Most Covid-19 patients in Kenya had no symptoms - Ministry report

In the symptomatic cases, fever and Cough were the predominant presenting symptoms.

In Summary

• Of the 225 confirmed cases, 92 cases (41 per cent) presented with symptoms. Fever (55 per cent) and Cough (48 per cent) were predominant presenting symptoms

• Between April 10 and April 14, of the 32 patients who tested positive, 31 had no symptoms related to the Covid-19.

A majority of Covid-19 patients had no symptoms when they tested positive, a situation report by the Ministry of Health shows.

The report dated April 16 shows that 59 per cent of the 225 cases announced by Wednesday were asymptomatic.

"Of the 225 confirmed cases, 92 cases (41 per cent) presented with symptoms. Fever (55 per cent) and Cough (48 per cent) were predominant presenting symptoms," the report notes.

 
 
 

Other key symptoms have included difficulty in breathing (21 per cent), sore throat (17 per cent) and headache (13 per cent).

The report shows that most of the cases with no symptoms were recorded from March 31.

For instance, the data shows that of 28 patients that tested positive on March 31, 21 had no symptoms.

The trend has been similar since then with asymptomatic patients making the larger portion of the positive cases.

Between April 10 and April 14, of the 32 patients who tested positive, 31 had no symptoms related to the Covid-19.

President Uhuru Kenyatta on Thursday announced an additional nine cases bringing the total number of positive patients to 234. 

He also announced that one more person had lost their life bringing the number of fatalities to 11.

The number of those who have recovered remains unchanged at 53 with the active cases now standing at 170.

The report by the Ministry of Health shows that by Wednesday, 128 (57 per cent) of the patients are males and 97 (43 per cent) are females.

The majority (62%) are in the age group of 30-59 years.

The report shows that out of the 225 positive cases by April 15, 140 (62 per cent) were imported cases and 85 cases (38 per cent) were local transmissions.

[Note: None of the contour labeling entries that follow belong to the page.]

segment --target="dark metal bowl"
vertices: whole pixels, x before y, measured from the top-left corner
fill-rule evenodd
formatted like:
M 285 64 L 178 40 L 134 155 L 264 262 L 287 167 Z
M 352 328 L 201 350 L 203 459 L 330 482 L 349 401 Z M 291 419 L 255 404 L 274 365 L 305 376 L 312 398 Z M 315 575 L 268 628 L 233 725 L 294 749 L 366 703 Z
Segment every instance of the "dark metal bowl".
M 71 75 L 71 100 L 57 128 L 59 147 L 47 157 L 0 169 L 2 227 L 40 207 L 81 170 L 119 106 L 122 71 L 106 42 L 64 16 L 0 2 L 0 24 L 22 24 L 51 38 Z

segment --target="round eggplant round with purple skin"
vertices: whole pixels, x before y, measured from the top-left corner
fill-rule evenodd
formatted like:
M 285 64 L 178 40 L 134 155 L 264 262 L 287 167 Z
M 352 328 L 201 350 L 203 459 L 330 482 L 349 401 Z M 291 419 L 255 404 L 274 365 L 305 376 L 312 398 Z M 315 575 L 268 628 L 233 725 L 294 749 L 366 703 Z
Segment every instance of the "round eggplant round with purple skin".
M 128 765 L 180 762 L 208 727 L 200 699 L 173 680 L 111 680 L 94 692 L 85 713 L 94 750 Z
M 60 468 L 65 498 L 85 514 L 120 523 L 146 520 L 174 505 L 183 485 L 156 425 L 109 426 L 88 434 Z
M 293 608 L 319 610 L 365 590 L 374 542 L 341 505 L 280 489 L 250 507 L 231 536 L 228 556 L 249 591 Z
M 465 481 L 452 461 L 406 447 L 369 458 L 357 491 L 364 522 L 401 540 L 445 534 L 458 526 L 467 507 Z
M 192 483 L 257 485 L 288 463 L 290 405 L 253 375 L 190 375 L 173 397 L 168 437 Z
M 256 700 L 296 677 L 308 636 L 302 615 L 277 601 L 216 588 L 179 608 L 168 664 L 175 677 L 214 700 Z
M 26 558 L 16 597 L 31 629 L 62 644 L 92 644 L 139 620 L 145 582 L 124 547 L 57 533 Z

As of Wednesday, eleven counties had reported cases: Nairobi (163), Mombasa (36), Kilifi (9), Nakuru (2), Kitui (2), Kajiado (2), Kwale (1), Kakamega (1), Mandera (6), Uasin Gishu (1) and Siaya (2).

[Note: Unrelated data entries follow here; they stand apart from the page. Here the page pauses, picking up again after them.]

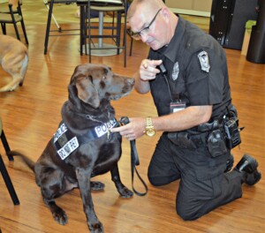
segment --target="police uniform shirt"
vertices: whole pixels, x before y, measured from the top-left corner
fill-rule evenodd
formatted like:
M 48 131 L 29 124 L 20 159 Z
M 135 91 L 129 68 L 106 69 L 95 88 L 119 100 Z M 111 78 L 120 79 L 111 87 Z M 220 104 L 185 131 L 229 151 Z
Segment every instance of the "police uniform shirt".
M 231 102 L 226 56 L 213 37 L 178 17 L 169 45 L 151 49 L 148 59 L 163 60 L 174 100 L 179 96 L 186 107 L 213 105 L 212 119 L 223 116 Z M 158 115 L 168 115 L 171 98 L 161 73 L 150 81 L 150 89 Z

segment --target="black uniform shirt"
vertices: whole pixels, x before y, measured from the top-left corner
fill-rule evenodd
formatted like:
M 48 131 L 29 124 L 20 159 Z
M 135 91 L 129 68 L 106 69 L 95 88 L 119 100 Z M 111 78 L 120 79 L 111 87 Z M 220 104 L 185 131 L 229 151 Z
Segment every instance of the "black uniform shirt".
M 211 35 L 178 17 L 170 44 L 151 49 L 148 59 L 163 61 L 174 100 L 179 95 L 187 107 L 213 105 L 212 119 L 223 116 L 231 103 L 226 56 Z M 150 88 L 158 115 L 168 115 L 171 97 L 165 78 L 157 74 Z

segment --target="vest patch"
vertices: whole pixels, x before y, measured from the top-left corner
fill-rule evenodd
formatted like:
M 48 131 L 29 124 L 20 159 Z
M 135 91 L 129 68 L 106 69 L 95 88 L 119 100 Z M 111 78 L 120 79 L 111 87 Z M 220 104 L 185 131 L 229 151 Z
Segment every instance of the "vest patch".
M 97 137 L 102 137 L 103 136 L 104 134 L 108 133 L 110 132 L 110 129 L 112 129 L 117 124 L 117 121 L 116 119 L 113 119 L 113 120 L 110 120 L 109 122 L 102 124 L 102 125 L 99 125 L 99 126 L 96 126 L 95 127 L 95 132 L 97 135 Z
M 75 135 L 67 128 L 64 123 L 62 123 L 53 137 L 53 142 L 57 154 L 62 160 L 64 160 L 82 144 L 99 139 L 107 133 L 109 140 L 110 130 L 115 127 L 116 124 L 117 120 L 114 118 L 107 123 L 102 123 L 101 125 L 87 130 L 87 132 L 82 135 Z
M 64 146 L 57 151 L 62 160 L 67 158 L 75 149 L 80 147 L 77 137 L 72 138 Z

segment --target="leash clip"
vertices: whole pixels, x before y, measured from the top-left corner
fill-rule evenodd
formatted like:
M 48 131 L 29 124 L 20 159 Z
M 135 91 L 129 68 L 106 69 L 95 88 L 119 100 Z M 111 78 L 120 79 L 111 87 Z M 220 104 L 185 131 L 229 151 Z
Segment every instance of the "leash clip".
M 119 120 L 119 124 L 121 126 L 125 125 L 130 123 L 130 120 L 128 116 L 122 116 Z M 132 186 L 134 193 L 136 193 L 138 196 L 145 196 L 148 192 L 148 188 L 147 184 L 144 182 L 144 180 L 140 177 L 138 170 L 136 169 L 136 166 L 140 165 L 140 161 L 139 161 L 139 156 L 136 149 L 136 145 L 135 145 L 135 139 L 134 140 L 130 140 L 130 145 L 131 145 L 131 171 L 132 171 Z M 134 181 L 134 172 L 136 172 L 136 175 L 140 181 L 142 183 L 143 186 L 145 187 L 146 192 L 140 192 L 134 189 L 133 186 L 133 181 Z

In Nairobi, 44 of the cases were local transmissions, Mombasa (24), Kilifi (7),  Mandera (6), Siaya (2), Kitui (1) and Nakuru (1).

The report notes the challenges that the government is going through in managing the ongoing crisis.

It notes that there is suboptimal coordination between National Task Force and County Governments.

It also lists the inadequate number of trained and skilled health care workers on case management, IPC and response in the event of a large-scale outbreak.

Another challenge is listed as the lack of adequate essential supplies (personal protective equipment) and life-saving basic equipment in the event of a large-scale outbreak.

On surveillance and laboratory, the report lists suboptimal contact tracing observed at the county level.

It also lists the inadequate number of trained and skilled health care workers available for contact tracing and rapid response in the event of a large-scale outbreak.